The decision offers a reminder that even where the parties mutually seek an appeal, leave to appeal will only be granted where the criteria in R. 62.02(4) are satisfied:
 Rule 62.02(4) of the Rules of Civil Procedure sets out the criteria which must be satisfied before leave is granted. The rule provides as follows:
(4) Leave to appeal shall not be granted unless,
(a) there is a conflicting decision by another judge or court in Ontario or elsewhere on the matter involved in the proposed appeal and it is, in the opinion of the judge hearing the motion, desirable that leave to appeal be granted; or
(b) there appears to the judge hearing the motion good reason to doubt the correctness of the order in question and the proposed appeal involves matters of such importance that, in his or her opinion, leave to appeal should be granted.
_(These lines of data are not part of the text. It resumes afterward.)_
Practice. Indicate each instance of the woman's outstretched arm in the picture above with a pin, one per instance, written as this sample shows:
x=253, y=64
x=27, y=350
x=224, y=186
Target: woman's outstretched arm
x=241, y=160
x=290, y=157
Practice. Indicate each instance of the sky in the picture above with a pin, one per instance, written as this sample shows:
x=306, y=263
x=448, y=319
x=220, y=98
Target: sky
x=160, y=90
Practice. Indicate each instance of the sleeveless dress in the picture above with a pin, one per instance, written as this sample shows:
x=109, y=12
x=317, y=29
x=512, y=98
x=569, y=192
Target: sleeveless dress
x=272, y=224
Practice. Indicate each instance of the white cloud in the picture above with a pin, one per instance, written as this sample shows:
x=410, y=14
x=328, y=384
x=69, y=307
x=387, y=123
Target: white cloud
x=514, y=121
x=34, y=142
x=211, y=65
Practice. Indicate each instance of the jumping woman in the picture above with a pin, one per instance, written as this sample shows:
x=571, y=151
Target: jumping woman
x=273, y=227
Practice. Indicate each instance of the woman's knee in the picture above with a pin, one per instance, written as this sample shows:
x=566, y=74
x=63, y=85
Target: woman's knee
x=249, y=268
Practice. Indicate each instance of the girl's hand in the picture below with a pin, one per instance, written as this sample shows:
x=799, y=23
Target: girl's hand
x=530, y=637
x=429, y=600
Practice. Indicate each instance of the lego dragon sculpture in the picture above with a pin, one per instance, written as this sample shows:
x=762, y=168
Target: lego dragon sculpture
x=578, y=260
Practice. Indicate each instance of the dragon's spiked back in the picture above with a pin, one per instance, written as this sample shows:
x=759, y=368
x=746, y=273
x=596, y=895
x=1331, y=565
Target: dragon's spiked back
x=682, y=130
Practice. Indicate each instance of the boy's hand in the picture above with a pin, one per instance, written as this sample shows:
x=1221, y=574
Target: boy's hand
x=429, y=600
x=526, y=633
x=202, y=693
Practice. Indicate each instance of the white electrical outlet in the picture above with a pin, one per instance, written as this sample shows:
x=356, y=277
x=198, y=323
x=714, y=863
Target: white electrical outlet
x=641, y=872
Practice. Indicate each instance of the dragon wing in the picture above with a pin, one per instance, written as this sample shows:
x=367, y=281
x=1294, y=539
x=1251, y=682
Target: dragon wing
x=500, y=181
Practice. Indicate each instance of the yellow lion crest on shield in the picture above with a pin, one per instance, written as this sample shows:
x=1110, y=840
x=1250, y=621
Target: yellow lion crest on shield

In this case, the motion judge declined to grant summary judgment to the plaintiffs because they did not provide expert evidence on the duty of care owed to them. On a similar basis, the motion judge declined to heed the request of the defendants to dismiss the plaintiffs’ action.
In denying leave, McKelvey J. relied on the principles espoused by the Supreme Court of Canada in Hyrniak v. Mauldin, and held that the motion judge’s decision was fully consistent with the principles outlined in that case. While the evidentiary burden for a summary judgment motion is less onerous than for a trial, the absence of expert evidence was sufficient reason to deny the motion:
-  In the present case, neither the plaintiff nor defendant chose to introduce any evidence with respect to the standard of care. It is fair to say that the comments of the motion judge were directed towards the ability of the court to make a fair decision without the benefit of any expert opinion. The absence of any expert opinion is an omission shared by both the plaintiffs and Sandrex. The obligation on the plaintiffs was particularly important, however, as they brought the motion for summary judgment. The comments of the motion judge with respect to the interest of justice requiring expert opinion is consistent with existing caselaw and is reflected in the Supreme Court of Canada decision in Hyrniak v. Mauldin, 2014 SCC 7 (CanLII). In their decision, the Supreme Court comments that a trial is not required if a summary judgment can achieve a fair and just adjudication. The court notes,
There will be no genuine issue requiring a trial when the judge is able to reach a fair and just determination on the merits on a motion for summary judgment.
 The court goes on to comment that on a summary judgment motion the evidence need not be equivalent to that at trial, but must be such that the judge is “confident that she can fairly resolve the dispute.”